The bot can run multiple strategies at the same time. Each one has its own entry rules, sizing rules, and exits. A “symbol ownership” rule prevents two strategies from fighting over the same coin.

1) DCA (Dollar Cost Averaging)
  • What it’s good at: slowly building a position without trying to “time the perfect bottom.”
  • When it buys: on a schedule (e.g. every 24h) and/or when price dips versus recent highs.
  • How it sizes: a fixed USD budget per cycle split by allocation (BTC vs ETH), with a dip multiplier that increases size on deeper drops.
  • How it takes profit: the engine can place exits (take-profit / stop-loss / trailing), or it can close based on strategy exit signals depending on the profile.
2) Grid
  • What it’s good at: choppy, sideways markets where price “wiggles.”
  • When it buys: at pre-set spacing below a moving center price.
  • How it sizes: usually a fixed USD order_size converted to quantity at the current price.
  • How it takes profit: either by selling at higher grid levels, or (in simplified modes) by letting the engine handle take-profit / stops.
3) Trend
  • What it’s good at: catching bigger directional moves.
  • When it buys: when indicators align (trend direction + strength + momentum + volume confirmation).
  • How it sizes: a fraction of equity (e.g. 2%–5% of the account value) converted to quantity.
  • How it takes profit: volatility-aware stops (ATR-based) + optional trailing stops to protect gains while letting winners run.
4) Liquidity Reversal (LR)
  • What it’s good at: sharp reversals after a “sweep” (a fast move that hunts stop-losses), followed by confirmation.
  • When it buys: after a sweep + break-of-structure + displacement confirmation across multiple timeframes.
  • How it sizes: risk-based sizing from stop distance: risk a small % of equity (e.g. 0.5–1.0%), compute quantity from stop-loss distance, then cap notional.
  • How it takes profit: can emit an exit signal and/or target levels; the engine enforces stop-loss / take-profit rules.
On testnet we keep LR intentionally conservative: small risk per trade, hard notional caps, and cooldowns to avoid over-trading.
Profit & withdrawals

How profit is captured (and how scholarships are funded)

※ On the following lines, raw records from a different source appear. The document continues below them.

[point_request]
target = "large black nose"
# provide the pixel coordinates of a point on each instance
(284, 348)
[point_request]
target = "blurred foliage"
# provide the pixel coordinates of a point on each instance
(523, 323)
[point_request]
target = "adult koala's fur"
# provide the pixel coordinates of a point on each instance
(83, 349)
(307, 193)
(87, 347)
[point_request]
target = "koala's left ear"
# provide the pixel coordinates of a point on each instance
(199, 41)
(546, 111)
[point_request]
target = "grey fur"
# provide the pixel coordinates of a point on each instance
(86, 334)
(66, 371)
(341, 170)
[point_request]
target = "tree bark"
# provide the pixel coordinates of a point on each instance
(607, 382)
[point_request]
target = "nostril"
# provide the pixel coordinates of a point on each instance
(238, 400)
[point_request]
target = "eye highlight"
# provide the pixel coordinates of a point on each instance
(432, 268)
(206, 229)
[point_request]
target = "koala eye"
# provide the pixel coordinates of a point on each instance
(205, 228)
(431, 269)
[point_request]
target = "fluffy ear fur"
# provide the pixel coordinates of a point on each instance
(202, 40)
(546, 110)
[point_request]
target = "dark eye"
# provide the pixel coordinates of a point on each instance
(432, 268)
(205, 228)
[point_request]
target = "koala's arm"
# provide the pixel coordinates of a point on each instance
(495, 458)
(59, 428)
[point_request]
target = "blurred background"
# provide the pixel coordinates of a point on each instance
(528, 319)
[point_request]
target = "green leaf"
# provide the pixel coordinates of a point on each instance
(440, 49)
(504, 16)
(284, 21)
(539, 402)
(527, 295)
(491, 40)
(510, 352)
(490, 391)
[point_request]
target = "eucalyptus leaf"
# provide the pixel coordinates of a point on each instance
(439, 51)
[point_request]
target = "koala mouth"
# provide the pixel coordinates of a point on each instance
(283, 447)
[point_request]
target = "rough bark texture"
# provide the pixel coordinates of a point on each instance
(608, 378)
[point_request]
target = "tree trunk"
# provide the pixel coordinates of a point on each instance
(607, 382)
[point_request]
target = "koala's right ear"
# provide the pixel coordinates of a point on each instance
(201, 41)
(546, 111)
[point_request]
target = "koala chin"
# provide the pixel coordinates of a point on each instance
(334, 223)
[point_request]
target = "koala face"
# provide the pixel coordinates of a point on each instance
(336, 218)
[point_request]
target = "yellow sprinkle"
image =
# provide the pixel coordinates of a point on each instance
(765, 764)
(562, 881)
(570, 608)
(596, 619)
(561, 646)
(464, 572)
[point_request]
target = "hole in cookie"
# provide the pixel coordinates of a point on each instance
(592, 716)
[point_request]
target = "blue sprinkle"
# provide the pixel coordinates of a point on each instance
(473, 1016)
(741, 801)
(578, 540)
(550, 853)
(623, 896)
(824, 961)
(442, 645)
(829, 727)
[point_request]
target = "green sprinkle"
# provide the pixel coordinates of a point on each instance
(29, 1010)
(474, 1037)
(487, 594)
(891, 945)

  • Unrealized PnL = profit/loss on positions that are still open (it moves with the market).
  • Realized PnL = profit/loss that has been locked-in because a position (or part of it) was closed.
  • Taking profit happens when the engine closes a position because:
    • a take-profit price is reached, or
    • a trailing stop locks in gains after price moves up, or
    • the strategy emits an explicit exit signal, or
    • risk rules trigger a safety exit (rare, “break glass”).
  • Where does the money go? Profit stays inside the trading account on the exchange. The bot does not automatically withdraw to a bank account. Scholarships are funded by an operator decision: you transfer a portion of realized profits using your normal finance process.
Sizing rules

Is position size fixed or dynamic?

Both exist—depending on the strategy:

  • Fixed-notional sizing (often Grid/DCA): “Spend $25 per entry” → quantity changes with price.
  • Risk-based sizing (often LR): “Risk 1% of equity to the stop-loss” → quantity depends on stop distance + equity.
  • Equity-fraction sizing (often Trend): “Use 2% of equity” → quantity scales with account size.
Always-on safety guard: regardless of strategy, the risk manager can block trades if they violate guardrails (max risk per trade, max open positions, daily loss limit, drawdown limit, stop-loss requirement, etc.).
What is “ROI mode”?

ROI mode = “play to win the contest”

ROI mode is a more aggressive configuration profile. It doesn’t mean “ignore safety”—it means:

  • Stronger focus on higher upside moves.
  • More reliance on trailing stops (let winners run).
  • Different risk limits vs the conservative default.

You’ll see a badge on the dashboards: Mode: ROI or Mode: BASE.